Hospitals, surgeons, balance cancellation of elective surgeries during winter surge

Officials at CRMC in Fresno say they'll stop all non-urgent surgeries and procedures by January 1st.

Wednesday, December 30, 2020
Hospitals, surgeons, balance cancellation of elective surgeries during winter surge
Hospitals around the Central Valley are pushing the pause button on elective surgeries to keep space and staff available.

FRESNO, Calif. (KFSN) -- Hospitals around the Central Valley are pushing the pause button on elective surgeries to keep space and staff available during the worst COVID-19 surge of the pandemic.

Hospital leaders are being forced to prioritize their limited resources for patients who have already been admitted to the hospital, including those battling COVID-19.

Due to a steep rise in coronavirus admissions and quarantined staff, officials at Community Regional Medical Center in Fresno say they'll stop all non-urgent surgeries and procedures by January 1st.

In Visalia, Kaweah Delta Medical Center started limiting non-essential procedures in early December, a temporary move the hospital made once before in the spring.

"So what we do is a very regimented evaluation of the surgical schedules almost on a daily basis and we look at those cases that are a must-do," said Dan Allain, Kaweah Delta Vice President of Cardiac & Surgical Services. "So we define that as emergent and urgent, life, limb threatening."

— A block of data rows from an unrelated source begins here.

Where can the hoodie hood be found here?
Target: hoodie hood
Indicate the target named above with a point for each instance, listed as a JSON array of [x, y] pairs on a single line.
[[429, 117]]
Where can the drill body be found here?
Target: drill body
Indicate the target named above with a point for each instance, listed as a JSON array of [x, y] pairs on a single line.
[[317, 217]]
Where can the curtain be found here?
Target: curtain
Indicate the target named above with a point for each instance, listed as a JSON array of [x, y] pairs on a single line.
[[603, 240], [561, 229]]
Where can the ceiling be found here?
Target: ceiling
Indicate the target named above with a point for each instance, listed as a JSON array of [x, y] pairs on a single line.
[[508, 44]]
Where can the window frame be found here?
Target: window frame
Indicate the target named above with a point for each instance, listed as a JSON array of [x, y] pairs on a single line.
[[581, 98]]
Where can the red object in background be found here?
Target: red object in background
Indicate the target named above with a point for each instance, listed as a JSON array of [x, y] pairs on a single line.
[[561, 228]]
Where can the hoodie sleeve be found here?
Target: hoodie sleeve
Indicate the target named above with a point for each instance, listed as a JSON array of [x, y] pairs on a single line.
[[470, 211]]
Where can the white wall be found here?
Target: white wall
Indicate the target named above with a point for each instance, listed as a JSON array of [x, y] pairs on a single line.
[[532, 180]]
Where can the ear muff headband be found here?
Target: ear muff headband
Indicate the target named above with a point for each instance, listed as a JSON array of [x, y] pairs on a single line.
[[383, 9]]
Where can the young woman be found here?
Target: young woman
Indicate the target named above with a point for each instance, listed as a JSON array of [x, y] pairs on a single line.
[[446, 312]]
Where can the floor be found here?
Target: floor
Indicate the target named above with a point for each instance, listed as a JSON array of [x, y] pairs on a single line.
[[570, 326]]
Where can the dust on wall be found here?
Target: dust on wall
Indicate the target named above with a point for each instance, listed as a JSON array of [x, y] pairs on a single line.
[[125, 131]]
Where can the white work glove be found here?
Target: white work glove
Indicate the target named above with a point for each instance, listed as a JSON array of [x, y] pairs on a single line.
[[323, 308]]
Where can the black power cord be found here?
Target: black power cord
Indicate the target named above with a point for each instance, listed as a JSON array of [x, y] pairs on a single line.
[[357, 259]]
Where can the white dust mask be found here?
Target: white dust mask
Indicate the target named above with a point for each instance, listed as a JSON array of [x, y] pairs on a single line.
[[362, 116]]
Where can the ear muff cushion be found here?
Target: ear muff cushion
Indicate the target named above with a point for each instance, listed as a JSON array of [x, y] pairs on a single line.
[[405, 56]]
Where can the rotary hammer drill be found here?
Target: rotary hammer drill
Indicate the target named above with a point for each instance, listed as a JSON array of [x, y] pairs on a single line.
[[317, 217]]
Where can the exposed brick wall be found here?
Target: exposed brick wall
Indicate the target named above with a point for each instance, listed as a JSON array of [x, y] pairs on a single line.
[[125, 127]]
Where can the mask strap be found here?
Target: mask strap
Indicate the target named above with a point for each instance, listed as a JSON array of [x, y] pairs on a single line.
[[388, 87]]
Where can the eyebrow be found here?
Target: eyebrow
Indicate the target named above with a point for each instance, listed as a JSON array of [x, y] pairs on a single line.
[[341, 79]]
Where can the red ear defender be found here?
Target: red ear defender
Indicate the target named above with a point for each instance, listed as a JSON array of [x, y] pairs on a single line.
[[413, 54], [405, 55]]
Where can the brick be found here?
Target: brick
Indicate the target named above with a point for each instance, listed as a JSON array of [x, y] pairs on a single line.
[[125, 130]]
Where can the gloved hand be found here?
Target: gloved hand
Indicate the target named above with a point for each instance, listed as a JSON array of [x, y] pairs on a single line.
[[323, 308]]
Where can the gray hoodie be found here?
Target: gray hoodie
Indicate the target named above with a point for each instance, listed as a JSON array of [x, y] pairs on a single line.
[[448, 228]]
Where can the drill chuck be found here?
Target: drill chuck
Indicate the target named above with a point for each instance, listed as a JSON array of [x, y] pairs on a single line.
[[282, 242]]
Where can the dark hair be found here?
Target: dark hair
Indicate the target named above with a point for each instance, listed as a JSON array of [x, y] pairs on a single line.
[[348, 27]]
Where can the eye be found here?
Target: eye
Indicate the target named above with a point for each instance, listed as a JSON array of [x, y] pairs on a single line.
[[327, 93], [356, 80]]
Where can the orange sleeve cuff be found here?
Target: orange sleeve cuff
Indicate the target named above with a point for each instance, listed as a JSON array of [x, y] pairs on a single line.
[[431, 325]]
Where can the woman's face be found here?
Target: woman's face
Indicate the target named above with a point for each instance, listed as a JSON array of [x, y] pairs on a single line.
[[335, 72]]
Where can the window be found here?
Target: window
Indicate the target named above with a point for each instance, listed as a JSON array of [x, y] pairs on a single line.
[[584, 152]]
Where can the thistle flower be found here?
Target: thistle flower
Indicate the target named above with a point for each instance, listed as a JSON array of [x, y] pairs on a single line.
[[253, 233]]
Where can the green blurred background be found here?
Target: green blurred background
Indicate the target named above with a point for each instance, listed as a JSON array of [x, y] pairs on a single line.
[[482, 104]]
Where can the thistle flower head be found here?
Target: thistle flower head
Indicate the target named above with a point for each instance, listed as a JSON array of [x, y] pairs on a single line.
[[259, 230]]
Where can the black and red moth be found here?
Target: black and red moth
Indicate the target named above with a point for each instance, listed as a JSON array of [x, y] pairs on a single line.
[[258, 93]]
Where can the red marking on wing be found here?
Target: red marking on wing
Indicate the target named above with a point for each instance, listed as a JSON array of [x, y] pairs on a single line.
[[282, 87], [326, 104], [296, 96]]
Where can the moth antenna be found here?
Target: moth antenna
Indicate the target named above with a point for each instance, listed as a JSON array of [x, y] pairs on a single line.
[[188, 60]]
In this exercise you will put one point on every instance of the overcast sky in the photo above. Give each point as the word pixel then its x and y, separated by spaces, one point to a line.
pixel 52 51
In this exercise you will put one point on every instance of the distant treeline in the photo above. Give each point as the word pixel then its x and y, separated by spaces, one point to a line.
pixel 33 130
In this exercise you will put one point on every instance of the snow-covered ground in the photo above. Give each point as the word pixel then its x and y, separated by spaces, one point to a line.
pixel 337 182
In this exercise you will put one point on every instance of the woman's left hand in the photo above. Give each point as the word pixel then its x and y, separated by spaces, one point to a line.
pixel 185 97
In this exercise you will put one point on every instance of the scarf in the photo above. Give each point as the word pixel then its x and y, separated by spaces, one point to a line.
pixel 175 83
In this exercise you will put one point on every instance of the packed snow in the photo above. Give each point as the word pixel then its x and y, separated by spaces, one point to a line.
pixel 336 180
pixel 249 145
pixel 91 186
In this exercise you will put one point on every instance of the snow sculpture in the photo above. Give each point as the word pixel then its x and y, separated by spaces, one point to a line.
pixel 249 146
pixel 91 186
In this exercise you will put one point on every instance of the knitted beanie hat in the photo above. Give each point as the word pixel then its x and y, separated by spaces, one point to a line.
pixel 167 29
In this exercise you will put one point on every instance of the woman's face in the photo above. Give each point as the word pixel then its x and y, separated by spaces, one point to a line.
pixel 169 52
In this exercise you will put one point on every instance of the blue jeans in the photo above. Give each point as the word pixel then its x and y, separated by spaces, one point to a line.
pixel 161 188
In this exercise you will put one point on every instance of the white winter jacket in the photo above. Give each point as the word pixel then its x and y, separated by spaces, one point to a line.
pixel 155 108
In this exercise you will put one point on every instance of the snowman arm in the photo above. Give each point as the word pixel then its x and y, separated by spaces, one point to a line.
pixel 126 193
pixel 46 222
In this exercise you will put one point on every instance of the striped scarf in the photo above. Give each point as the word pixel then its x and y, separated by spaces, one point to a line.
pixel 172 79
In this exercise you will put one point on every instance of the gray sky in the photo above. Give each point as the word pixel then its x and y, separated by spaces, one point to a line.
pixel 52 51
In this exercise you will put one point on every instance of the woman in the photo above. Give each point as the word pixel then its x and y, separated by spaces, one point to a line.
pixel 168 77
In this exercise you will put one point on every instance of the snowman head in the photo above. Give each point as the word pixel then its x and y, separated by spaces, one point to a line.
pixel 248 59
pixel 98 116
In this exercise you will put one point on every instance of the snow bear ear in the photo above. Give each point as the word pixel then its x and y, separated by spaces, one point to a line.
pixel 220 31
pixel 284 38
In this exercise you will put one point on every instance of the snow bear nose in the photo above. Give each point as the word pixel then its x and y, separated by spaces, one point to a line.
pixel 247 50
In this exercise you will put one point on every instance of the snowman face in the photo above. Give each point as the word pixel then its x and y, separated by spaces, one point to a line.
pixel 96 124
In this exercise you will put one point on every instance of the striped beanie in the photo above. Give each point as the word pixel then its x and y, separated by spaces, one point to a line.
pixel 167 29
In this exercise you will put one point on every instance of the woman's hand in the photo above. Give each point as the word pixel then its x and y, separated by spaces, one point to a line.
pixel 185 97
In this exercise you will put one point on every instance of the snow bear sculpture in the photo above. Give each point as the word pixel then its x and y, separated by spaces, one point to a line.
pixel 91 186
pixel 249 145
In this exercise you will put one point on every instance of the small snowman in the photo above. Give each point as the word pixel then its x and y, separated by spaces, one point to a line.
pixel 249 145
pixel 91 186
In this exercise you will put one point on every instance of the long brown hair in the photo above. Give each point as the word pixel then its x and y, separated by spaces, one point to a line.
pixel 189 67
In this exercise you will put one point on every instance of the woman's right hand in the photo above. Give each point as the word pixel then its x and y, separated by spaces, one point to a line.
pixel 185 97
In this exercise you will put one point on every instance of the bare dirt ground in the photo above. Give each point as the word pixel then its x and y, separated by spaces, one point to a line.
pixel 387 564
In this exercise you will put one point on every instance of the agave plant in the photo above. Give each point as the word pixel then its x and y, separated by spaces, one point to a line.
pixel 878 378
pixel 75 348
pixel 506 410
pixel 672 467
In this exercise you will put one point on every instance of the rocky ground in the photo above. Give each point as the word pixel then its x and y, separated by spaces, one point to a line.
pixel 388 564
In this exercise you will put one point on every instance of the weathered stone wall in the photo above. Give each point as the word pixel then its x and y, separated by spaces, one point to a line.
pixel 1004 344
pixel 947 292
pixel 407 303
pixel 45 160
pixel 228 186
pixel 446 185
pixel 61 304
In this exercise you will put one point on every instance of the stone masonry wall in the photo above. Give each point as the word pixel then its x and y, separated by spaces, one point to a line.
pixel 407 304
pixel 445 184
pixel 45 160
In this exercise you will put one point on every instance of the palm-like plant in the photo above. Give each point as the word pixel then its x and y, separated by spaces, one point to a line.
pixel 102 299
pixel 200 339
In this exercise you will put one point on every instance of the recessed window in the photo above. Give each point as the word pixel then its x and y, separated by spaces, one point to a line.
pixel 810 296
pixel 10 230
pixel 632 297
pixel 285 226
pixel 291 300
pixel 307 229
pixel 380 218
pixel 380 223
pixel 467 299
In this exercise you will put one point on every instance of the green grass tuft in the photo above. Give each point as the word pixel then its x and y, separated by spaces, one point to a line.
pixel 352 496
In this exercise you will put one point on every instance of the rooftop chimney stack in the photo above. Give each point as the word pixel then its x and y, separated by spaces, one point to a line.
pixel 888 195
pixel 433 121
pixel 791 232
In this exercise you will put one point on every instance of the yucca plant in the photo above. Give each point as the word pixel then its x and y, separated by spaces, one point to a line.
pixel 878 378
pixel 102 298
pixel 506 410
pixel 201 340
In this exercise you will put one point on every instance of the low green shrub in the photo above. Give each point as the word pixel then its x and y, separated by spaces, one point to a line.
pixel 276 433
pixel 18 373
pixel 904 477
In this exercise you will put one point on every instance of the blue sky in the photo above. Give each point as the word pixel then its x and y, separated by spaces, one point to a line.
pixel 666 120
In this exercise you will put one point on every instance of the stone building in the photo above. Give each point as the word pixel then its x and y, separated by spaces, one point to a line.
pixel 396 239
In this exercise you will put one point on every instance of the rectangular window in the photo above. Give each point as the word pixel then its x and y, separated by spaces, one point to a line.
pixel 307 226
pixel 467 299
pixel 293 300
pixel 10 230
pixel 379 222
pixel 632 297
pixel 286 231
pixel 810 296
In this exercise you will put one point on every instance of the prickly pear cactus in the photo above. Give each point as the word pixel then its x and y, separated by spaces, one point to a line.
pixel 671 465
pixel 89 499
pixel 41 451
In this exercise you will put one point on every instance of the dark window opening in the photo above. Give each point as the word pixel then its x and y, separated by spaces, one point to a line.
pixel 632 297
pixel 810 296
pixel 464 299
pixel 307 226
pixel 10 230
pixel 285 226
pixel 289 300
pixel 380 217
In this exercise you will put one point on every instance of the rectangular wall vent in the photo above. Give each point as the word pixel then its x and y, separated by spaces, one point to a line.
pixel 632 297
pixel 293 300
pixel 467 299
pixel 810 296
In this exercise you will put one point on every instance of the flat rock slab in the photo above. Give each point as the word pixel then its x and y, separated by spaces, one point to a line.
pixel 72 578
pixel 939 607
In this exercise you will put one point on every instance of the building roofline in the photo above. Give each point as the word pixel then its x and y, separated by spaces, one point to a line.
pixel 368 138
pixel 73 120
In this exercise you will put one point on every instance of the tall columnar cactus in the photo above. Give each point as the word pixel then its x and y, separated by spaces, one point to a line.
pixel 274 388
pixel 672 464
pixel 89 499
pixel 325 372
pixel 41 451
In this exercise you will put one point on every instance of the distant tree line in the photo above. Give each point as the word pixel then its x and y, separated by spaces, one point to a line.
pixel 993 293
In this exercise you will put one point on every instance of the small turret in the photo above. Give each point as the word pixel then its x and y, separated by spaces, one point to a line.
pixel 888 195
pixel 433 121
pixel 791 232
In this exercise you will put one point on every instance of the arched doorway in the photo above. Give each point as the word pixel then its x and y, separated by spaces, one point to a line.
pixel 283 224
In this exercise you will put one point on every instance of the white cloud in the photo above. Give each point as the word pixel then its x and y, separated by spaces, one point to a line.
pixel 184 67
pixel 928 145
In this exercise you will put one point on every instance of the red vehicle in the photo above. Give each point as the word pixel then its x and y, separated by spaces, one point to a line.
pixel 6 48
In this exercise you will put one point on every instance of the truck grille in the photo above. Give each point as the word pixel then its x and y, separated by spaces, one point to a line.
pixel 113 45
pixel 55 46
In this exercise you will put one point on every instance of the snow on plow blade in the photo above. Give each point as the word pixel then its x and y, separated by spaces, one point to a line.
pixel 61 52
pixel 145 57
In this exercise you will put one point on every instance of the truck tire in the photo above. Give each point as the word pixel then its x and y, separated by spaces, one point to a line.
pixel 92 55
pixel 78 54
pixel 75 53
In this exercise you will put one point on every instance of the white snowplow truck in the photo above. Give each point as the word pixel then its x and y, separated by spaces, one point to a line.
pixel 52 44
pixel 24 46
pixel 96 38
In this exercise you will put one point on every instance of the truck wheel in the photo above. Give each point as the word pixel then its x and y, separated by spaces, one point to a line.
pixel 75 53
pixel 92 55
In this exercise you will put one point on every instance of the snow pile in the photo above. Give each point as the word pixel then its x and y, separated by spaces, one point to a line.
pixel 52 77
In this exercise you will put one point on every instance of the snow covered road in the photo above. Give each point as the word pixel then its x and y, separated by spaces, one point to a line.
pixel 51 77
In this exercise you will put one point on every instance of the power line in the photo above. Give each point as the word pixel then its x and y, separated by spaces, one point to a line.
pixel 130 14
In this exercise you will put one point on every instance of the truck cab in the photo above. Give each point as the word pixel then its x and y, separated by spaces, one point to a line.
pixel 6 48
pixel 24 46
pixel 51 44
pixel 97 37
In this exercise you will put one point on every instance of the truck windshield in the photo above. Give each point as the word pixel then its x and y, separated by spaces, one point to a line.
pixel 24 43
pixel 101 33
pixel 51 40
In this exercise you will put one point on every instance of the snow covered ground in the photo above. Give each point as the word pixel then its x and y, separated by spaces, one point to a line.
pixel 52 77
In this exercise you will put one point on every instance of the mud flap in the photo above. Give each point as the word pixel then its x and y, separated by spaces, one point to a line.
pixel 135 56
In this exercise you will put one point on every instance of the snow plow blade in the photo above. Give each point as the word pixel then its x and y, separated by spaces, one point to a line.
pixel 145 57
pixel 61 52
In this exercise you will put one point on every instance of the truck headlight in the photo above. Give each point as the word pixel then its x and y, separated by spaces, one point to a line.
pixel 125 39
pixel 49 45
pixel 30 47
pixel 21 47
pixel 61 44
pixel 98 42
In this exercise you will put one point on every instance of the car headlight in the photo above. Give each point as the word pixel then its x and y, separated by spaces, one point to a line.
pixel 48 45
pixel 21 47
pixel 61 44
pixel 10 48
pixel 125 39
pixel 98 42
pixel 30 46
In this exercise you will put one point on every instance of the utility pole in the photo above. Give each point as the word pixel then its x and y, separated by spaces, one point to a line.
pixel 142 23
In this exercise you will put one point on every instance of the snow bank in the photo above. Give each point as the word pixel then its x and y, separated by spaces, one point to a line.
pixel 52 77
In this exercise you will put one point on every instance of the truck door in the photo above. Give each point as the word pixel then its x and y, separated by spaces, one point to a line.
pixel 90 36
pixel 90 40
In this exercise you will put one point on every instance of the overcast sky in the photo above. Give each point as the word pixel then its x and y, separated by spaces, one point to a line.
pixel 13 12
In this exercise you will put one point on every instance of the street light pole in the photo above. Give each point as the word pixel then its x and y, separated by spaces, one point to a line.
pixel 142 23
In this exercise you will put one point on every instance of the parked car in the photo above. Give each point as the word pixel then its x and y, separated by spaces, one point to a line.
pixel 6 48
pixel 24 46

The doctors at Orthopedic Associates in Visalia have seen their weekly caseloads dive since Kaweah Delta hit the brakes on elective surgeries.

"So it's zero elective (surgeries) over there right now," said Dr. Seth Criner, an orthopedic surgeon with Orthopedic Associates. "Except for my example of the guy who needed his hip replaced and he doesn't qualify for the surgery center but he needs it done and shouldn't wait four weeks to do it."

But Criner, who also performs procedures at the Sequoia Surgery Center, says he has been able to shift some of his previously-scheduled hospital cases to that facility.

The difference is that those patients must be able to go home the same day as their operation.

"That's exactly what all of us at Orthopedic Associates and I'm sure the other orthopedic guys in town have done is: You sit down and you look at your list of patients that need surgery and you start figuring out anyone who was scheduled for the hospital that you can move over to the surgery center," Criner said.

Criner is hopeful that staff vaccinations will help stabilize Kaweah Delta's workforce to a level where they can take on elective surgeries--which he says have always been safe to do during the pandemic.

Hospital officials say patients shouldn't have to wait too much longer.

"So in combination of coming off of the surge and having some immunity starting to develop in the community, I'm hopeful that first part or middle of February, that we're going to be able to start looking at opening up surgeries again," Allain said.